A morte passou a me ser uma estranha cruel no momento em que perdi meu pai, quando ainda não contava com doze anos completos. Passou então a me apavorar, e sempre que posso lhe ignoro a existência. Infelizmente, apesar de nas representações iconográficas ela ser apresentada de preto, a morte não é uma senhora discreta, geralmente chega fazendo estardalhaço, de maneira a nos forçar a vê-la, a encará-la e a nossa maldita fragilidade e finitude (não quero aqui discutir a imortalidade da alma).

Por duas vezes, após o falecimento de meu pai, ela tentou dar as mãos para minha mãe, mas felizmente conseguimos vencer algumas batalhas. Claro que sabemos o resultado da guerra, o que não impede que nos sintamos bem.

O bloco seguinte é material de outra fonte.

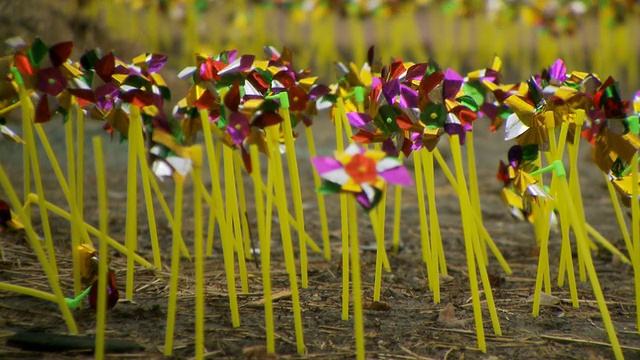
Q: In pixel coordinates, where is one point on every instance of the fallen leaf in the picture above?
(378, 306)
(447, 316)
(545, 299)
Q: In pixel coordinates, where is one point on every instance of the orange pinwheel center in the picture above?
(361, 169)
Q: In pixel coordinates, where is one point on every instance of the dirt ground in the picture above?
(408, 329)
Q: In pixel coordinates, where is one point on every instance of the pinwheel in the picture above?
(479, 84)
(527, 123)
(520, 188)
(46, 71)
(363, 173)
(443, 104)
(7, 133)
(7, 220)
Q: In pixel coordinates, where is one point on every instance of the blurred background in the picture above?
(591, 36)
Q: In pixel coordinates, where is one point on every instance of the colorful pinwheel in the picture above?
(364, 173)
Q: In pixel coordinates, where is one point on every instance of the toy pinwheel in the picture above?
(520, 188)
(443, 103)
(46, 71)
(484, 87)
(527, 123)
(7, 133)
(364, 173)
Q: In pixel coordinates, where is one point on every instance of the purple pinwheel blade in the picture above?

Agora ela se avizinha da minha sogra, pela segunda vez também, tentando corroer-lhe o espírito, a dignidade, seus ossos. Não consigo ver-lhe com bons olhos, a morte, vejo-a como uma usurpadora do espírito humano de perpetuar-se, de viver aquilo que ainda não foi vivido, de experimentar aquilo que não foi experimentado, de ser aquilo que nunca se foi. Por hoje ela é para mim a senhora da foice, inclemente e maldosa. Não posso ainda vê-la como parte do ciclo da vida, como a dama generosa que nos reconduz a nossa verdadeira morada espiritual.

Por hoje eu tenho raiva dela e, se pudesse, faria-a experimentar do próprio veneno. Eu gostaria de matar a morte.